Worldwide approach to oil
Another indication suggesting a shift away from Washington appeared three days after the Sochi talks between Putin and Prince Salman. Alexander Novak, the Russian Energy Minister, announced that a November meeting to discuss the global oil market with Saudi and Iranian representatives is being planned.
"The meeting together with Saudi Arabia and Iran will take place in November", according to Novak. Russia's Energy Ministry has also been invited to a conference on 21 October with Organisation of Petroleum Exporting Countries (OPEC) experts.
These Saudi and Arab OPEC-country overtures, toward Russia and potentially also Iran, open the possibility for their participation in the largest global infrastructure project, namely China's "One Belt, One Road" initiative for Eurasia, in which the Russian Federation and Eurasian Economic Union member states (Armenia, Belarus, Kazakhstan, Kyrgyzstan, Russia) are already fully integrated.
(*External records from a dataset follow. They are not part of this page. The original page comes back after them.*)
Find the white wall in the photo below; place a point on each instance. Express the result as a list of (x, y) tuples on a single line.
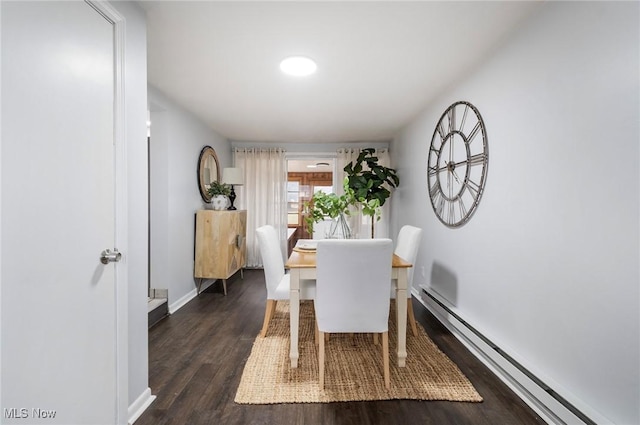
[(177, 138), (548, 268), (136, 107)]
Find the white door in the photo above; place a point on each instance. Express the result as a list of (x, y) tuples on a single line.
[(58, 202)]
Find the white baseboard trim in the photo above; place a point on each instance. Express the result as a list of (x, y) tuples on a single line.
[(140, 405), (546, 402)]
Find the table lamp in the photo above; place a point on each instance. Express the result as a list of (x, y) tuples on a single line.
[(234, 177)]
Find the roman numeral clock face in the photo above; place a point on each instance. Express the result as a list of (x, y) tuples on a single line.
[(457, 164)]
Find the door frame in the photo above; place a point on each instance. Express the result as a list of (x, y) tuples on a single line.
[(121, 343)]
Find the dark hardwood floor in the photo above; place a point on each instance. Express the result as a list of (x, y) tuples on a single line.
[(196, 358)]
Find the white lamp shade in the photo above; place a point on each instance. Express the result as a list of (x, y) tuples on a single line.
[(234, 176)]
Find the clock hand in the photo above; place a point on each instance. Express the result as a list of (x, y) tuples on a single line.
[(455, 175)]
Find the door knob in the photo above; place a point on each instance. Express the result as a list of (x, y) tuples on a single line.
[(107, 256)]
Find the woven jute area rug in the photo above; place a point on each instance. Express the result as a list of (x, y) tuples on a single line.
[(353, 367)]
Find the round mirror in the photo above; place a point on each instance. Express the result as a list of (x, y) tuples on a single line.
[(208, 171)]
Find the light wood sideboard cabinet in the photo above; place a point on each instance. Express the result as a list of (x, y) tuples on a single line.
[(220, 245)]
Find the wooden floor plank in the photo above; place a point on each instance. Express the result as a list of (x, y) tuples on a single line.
[(196, 358)]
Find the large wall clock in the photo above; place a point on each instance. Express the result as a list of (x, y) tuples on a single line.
[(457, 164)]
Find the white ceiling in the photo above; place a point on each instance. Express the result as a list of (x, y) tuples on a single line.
[(379, 63)]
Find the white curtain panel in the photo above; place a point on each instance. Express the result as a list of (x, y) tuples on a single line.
[(263, 195), (361, 224)]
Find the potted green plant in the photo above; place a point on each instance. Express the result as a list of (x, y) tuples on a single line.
[(330, 205), (370, 186), (219, 193)]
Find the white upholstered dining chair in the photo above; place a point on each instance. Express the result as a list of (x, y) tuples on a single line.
[(352, 292), (276, 279), (407, 248)]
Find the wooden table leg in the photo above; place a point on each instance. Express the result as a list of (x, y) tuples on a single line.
[(294, 315), (401, 311)]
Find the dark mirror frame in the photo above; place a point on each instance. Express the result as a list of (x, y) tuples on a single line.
[(205, 154)]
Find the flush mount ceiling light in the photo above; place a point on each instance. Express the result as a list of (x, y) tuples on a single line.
[(298, 66)]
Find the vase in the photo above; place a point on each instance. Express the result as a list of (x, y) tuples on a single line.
[(219, 202), (339, 228)]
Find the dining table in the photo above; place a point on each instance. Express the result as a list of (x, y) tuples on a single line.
[(302, 267)]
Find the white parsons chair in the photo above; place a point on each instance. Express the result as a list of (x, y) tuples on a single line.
[(352, 292), (276, 279), (407, 248)]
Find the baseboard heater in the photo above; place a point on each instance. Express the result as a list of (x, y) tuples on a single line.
[(537, 381)]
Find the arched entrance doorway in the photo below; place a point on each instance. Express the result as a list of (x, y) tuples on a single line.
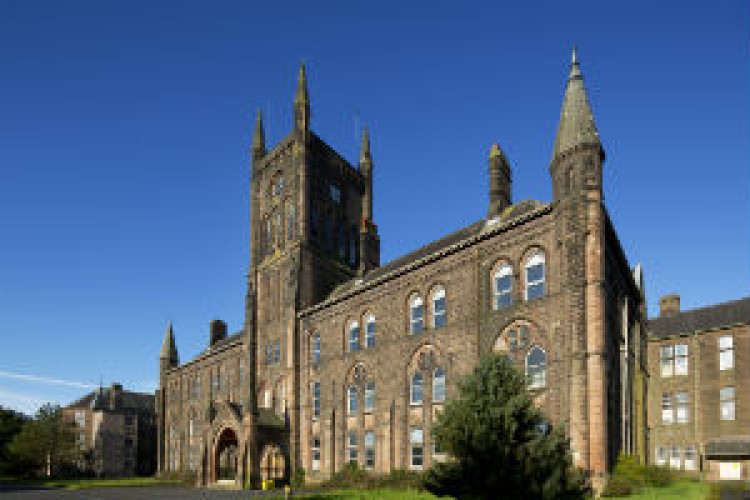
[(225, 464), (272, 463)]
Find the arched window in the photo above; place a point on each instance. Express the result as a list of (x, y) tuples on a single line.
[(536, 368), (416, 389), (534, 268), (370, 396), (315, 348), (352, 400), (503, 286), (369, 331), (416, 315), (353, 336), (438, 385), (438, 308)]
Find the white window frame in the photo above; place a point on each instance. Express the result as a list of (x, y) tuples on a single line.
[(370, 327), (667, 409), (538, 378), (536, 259), (666, 361), (315, 390), (726, 352), (502, 271), (727, 397), (353, 336), (438, 317), (413, 392), (352, 403), (416, 323), (680, 359), (369, 397), (369, 449), (416, 448), (315, 453), (682, 407), (438, 385)]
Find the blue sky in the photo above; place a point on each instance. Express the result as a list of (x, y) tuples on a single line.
[(125, 129)]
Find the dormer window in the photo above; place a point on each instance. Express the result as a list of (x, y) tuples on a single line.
[(335, 193)]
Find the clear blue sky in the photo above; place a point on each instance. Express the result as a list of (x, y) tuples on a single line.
[(125, 129)]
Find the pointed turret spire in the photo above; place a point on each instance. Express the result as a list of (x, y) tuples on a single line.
[(364, 154), (168, 347), (577, 124), (259, 138), (302, 104)]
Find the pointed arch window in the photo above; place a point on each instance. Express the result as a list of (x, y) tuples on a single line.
[(369, 331), (353, 336), (438, 308), (315, 349), (503, 286), (416, 389), (416, 315), (535, 276), (438, 385), (536, 368)]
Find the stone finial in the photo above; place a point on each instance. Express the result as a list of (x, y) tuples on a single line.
[(576, 124), (259, 138)]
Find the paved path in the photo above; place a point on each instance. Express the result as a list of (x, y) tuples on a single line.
[(8, 492)]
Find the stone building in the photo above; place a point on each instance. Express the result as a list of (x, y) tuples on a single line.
[(699, 390), (343, 360), (116, 431)]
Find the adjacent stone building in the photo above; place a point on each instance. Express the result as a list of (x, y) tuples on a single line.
[(343, 360), (699, 392), (116, 431)]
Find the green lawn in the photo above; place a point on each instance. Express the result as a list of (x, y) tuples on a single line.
[(369, 495), (79, 484), (682, 490)]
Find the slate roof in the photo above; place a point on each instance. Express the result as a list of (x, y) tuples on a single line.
[(128, 400), (702, 319)]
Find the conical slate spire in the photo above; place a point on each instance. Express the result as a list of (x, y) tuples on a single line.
[(168, 347), (259, 138), (364, 154), (577, 124)]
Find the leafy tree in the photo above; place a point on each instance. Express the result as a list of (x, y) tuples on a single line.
[(502, 446), (45, 444), (10, 425)]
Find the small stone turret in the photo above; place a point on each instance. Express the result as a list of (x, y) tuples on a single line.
[(302, 105), (500, 182)]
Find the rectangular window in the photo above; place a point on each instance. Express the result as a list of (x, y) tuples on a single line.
[(370, 397), (667, 361), (315, 453), (727, 403), (315, 349), (370, 332), (691, 458), (369, 449), (316, 400), (667, 412), (675, 460), (661, 455), (352, 398), (351, 446), (680, 359), (683, 407), (416, 443), (726, 352)]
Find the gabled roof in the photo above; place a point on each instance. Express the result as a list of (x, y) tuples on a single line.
[(702, 319)]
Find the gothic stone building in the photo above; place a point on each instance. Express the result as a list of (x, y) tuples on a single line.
[(699, 404), (116, 431), (343, 360)]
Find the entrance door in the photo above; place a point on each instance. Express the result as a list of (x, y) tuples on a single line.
[(226, 456)]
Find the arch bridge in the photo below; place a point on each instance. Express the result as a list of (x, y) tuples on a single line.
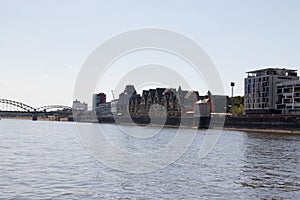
[(15, 106), (10, 105), (53, 107)]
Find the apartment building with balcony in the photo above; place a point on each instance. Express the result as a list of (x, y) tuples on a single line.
[(260, 92), (288, 97)]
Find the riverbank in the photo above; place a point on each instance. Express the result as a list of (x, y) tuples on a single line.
[(295, 132)]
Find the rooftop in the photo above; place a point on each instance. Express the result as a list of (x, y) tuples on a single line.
[(273, 71)]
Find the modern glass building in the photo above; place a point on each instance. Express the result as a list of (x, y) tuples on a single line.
[(260, 89)]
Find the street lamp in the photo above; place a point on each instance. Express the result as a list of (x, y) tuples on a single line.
[(232, 85)]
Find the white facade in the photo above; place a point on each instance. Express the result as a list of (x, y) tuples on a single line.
[(288, 97), (78, 106), (260, 88)]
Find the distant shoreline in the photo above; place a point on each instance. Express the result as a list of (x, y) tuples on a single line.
[(245, 129)]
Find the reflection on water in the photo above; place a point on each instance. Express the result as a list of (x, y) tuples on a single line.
[(271, 163), (47, 160)]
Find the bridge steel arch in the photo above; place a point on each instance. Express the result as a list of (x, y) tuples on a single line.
[(49, 107), (18, 104)]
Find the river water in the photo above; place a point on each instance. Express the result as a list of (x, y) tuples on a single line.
[(47, 160)]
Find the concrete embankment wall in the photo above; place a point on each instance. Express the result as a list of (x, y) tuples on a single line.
[(264, 122)]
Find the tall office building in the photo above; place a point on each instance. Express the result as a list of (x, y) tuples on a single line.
[(98, 99), (288, 97), (260, 89)]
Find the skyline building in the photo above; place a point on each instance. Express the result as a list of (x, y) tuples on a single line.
[(260, 93)]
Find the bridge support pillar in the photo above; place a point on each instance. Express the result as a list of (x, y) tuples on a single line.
[(34, 117)]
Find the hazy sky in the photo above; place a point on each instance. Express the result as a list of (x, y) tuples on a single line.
[(44, 43)]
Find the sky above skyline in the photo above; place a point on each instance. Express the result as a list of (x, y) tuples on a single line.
[(43, 44)]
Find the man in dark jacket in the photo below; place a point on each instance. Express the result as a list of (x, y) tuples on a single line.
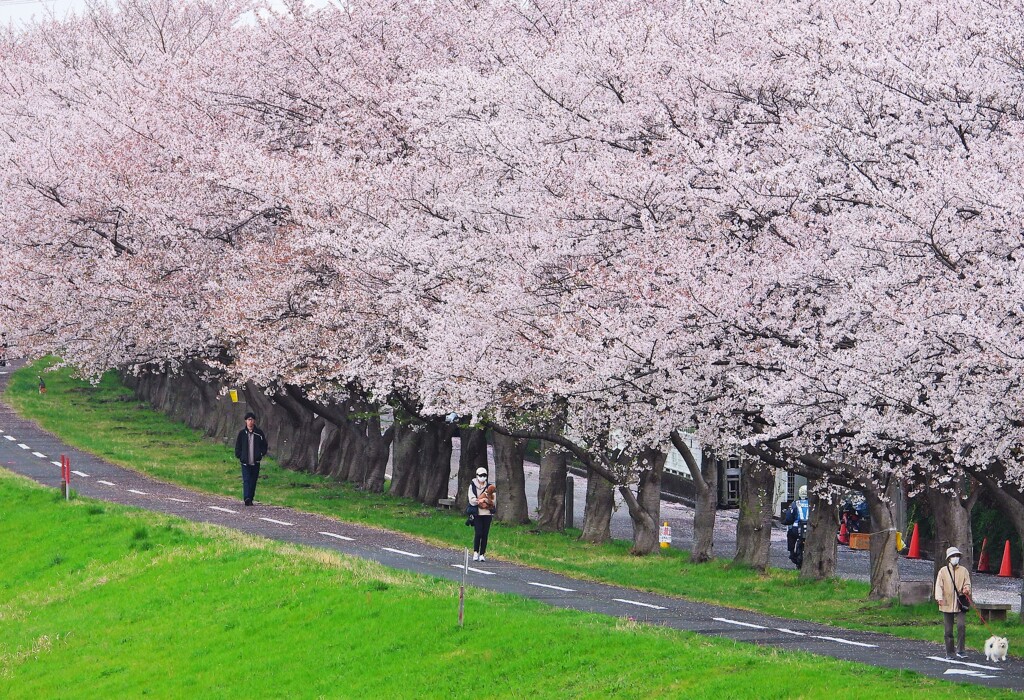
[(250, 447)]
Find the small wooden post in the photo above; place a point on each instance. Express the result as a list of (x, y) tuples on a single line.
[(462, 589)]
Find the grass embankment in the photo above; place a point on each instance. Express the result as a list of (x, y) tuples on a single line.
[(101, 601), (105, 420)]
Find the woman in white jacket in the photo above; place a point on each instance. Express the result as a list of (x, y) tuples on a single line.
[(952, 579), (481, 522)]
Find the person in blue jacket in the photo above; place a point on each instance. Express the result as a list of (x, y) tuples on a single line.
[(796, 517), (250, 447)]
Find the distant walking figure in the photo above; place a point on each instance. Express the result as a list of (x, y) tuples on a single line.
[(250, 447), (481, 496)]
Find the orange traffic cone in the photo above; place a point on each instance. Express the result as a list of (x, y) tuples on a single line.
[(1005, 566), (914, 551)]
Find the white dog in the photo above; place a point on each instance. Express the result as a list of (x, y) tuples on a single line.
[(996, 648)]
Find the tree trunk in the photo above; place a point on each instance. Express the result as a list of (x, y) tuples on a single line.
[(757, 485), (597, 517), (952, 522), (884, 558), (472, 455), (1011, 501), (551, 489), (435, 462), (377, 452), (404, 472), (821, 548), (510, 479), (645, 508), (705, 498)]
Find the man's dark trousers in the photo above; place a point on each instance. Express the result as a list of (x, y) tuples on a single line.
[(250, 473)]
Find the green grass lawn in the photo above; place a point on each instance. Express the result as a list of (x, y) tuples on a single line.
[(102, 601), (107, 421)]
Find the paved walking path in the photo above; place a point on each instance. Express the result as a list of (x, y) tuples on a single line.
[(27, 449)]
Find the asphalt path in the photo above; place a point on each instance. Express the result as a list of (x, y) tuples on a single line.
[(27, 449)]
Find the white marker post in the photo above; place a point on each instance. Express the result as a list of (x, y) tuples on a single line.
[(462, 588)]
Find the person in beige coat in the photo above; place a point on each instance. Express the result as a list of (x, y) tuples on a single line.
[(952, 579)]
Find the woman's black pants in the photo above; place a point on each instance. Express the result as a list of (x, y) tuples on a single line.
[(481, 526), (961, 630)]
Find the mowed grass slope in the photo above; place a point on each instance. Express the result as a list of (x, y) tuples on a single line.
[(100, 601), (105, 420)]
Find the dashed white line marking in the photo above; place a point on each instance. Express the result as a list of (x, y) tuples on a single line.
[(741, 624), (963, 663), (278, 522), (642, 605), (967, 671), (553, 587), (337, 536), (842, 641)]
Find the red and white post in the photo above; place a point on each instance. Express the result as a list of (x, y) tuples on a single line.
[(66, 476)]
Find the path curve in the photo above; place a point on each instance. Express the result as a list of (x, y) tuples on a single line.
[(28, 449)]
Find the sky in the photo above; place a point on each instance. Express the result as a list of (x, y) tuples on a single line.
[(18, 11)]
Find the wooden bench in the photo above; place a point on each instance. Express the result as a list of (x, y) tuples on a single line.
[(992, 611)]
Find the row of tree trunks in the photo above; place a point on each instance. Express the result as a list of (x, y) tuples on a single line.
[(821, 549), (951, 506), (705, 477), (551, 489), (645, 508), (884, 557), (510, 479), (422, 460), (757, 486), (600, 504), (344, 441)]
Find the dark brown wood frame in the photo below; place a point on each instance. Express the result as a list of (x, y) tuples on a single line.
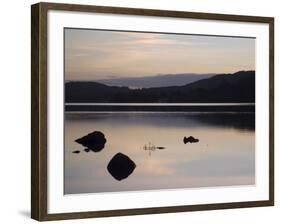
[(39, 121)]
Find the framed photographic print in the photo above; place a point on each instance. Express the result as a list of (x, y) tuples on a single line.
[(139, 111)]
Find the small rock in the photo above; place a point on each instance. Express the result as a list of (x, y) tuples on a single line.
[(94, 141), (76, 151), (190, 139)]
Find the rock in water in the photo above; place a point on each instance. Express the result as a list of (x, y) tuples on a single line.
[(76, 151), (190, 139), (94, 141), (120, 166)]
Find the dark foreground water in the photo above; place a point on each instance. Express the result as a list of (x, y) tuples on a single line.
[(224, 155)]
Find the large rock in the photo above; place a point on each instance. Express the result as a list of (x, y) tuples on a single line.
[(190, 139), (94, 141), (120, 166)]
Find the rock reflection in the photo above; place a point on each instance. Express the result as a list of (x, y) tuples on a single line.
[(151, 148)]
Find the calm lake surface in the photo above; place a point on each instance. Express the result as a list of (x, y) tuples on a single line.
[(224, 155)]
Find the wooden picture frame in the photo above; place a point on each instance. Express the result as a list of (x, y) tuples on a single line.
[(39, 108)]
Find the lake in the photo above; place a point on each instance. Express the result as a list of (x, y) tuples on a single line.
[(224, 155)]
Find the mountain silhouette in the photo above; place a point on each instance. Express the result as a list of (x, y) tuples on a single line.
[(162, 80), (222, 88)]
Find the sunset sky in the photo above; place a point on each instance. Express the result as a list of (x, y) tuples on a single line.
[(95, 54)]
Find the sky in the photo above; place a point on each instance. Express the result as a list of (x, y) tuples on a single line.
[(102, 54)]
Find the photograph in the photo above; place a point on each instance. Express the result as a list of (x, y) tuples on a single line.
[(146, 111)]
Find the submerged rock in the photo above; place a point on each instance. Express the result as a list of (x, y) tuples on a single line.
[(94, 141), (76, 151), (120, 166), (87, 150), (160, 147), (190, 139)]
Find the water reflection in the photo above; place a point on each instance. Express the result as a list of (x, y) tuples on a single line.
[(229, 161)]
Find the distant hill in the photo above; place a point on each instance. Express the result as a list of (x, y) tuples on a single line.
[(155, 81), (236, 87)]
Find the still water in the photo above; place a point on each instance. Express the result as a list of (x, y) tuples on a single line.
[(224, 155)]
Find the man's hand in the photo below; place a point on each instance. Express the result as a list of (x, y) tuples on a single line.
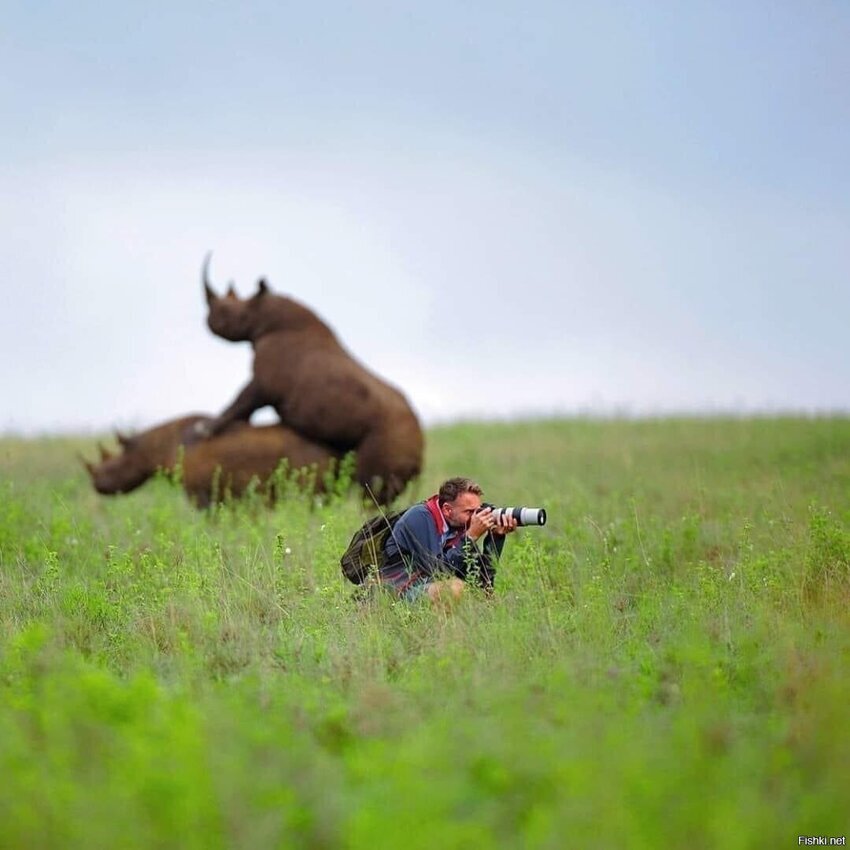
[(485, 521), (506, 526), (481, 522)]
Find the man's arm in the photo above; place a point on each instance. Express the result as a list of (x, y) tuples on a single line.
[(414, 540)]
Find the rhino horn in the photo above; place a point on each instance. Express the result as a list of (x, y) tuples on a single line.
[(205, 278)]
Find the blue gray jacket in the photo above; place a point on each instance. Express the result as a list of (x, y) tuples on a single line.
[(415, 549)]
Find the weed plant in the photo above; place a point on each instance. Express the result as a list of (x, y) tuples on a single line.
[(665, 664)]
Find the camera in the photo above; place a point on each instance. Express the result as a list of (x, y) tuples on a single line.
[(523, 516)]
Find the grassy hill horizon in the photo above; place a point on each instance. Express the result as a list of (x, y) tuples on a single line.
[(664, 664)]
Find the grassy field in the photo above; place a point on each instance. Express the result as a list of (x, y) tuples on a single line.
[(665, 664)]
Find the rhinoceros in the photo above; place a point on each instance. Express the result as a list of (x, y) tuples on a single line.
[(225, 464), (316, 387)]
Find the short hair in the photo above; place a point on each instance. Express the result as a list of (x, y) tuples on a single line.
[(451, 489)]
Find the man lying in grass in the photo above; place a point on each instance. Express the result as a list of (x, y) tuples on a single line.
[(433, 546)]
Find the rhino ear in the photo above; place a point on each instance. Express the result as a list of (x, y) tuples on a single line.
[(208, 290)]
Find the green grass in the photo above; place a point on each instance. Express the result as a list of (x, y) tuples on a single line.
[(665, 664)]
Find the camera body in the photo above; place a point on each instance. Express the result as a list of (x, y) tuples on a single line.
[(523, 516)]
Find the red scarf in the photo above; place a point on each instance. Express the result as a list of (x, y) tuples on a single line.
[(433, 505)]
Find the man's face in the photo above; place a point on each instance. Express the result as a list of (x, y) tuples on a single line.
[(459, 512)]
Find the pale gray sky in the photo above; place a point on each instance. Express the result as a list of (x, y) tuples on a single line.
[(503, 208)]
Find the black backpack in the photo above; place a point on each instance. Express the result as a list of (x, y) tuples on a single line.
[(365, 554)]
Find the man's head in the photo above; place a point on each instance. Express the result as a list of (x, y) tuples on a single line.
[(459, 499)]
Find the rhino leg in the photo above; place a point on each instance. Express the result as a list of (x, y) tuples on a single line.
[(249, 400)]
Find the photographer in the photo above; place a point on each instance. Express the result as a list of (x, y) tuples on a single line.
[(433, 547)]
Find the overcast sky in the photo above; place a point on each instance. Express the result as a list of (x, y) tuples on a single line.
[(503, 208)]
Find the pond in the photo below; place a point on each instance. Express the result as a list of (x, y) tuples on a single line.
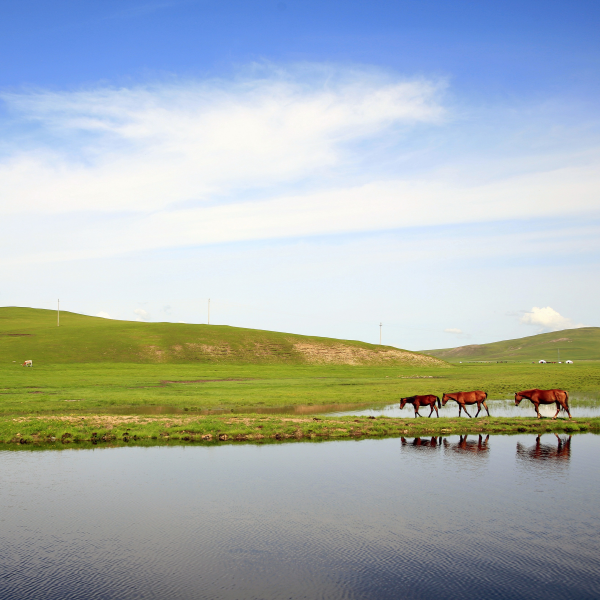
[(498, 517)]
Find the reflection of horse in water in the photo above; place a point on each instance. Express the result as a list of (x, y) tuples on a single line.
[(471, 446), (540, 451), (425, 444), (418, 401), (537, 397)]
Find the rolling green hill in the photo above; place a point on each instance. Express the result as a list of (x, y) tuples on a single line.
[(32, 334), (574, 344)]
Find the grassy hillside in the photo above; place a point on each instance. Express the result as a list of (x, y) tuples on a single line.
[(32, 334), (574, 344)]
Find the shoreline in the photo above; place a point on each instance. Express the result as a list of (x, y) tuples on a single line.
[(126, 430)]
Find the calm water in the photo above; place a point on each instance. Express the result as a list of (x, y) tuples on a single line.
[(454, 518)]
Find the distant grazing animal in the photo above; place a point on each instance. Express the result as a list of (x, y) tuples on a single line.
[(463, 398), (537, 397), (418, 401)]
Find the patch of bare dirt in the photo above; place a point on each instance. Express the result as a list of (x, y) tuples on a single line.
[(342, 354), (153, 353), (219, 350), (470, 350)]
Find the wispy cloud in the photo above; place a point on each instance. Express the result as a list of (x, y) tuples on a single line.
[(548, 319), (308, 151)]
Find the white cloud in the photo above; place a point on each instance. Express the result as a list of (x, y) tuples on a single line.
[(106, 171), (547, 319), (148, 148)]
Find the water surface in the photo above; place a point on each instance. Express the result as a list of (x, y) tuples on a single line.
[(459, 517)]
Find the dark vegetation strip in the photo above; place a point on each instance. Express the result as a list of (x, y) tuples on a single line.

It would be much more preferable to deal now, rather than later, with the thousands of feral terrorists in Syria and Iraq before they threaten the security of the Saudi Kingdom and other Gulf Monarchies, which is what would happen if these groups aren't eradicated.
On 22 September, the online journal New Eastern Outlook published an analysis in which I stated: "Washington has now lost the Middle East". This was published only days before the world became aware of Russia's military build-up in Latakia and before Russia started a genuine war against terror. (Unlike the US and EU's imaginary efforts - Ed.) Today this forecast seems more likely than ever.
A global oil exploration agreement between Russia, Saudi Arabia and Iran would deprive Washington of one of its sharpest geopolitical razors. The former US Secretary of State, Henry Kissinger, reportedly said during the 1970's oil crisis: "Control oil and you control nations."
Now they are avenging Washington's greasy geopolitical sins.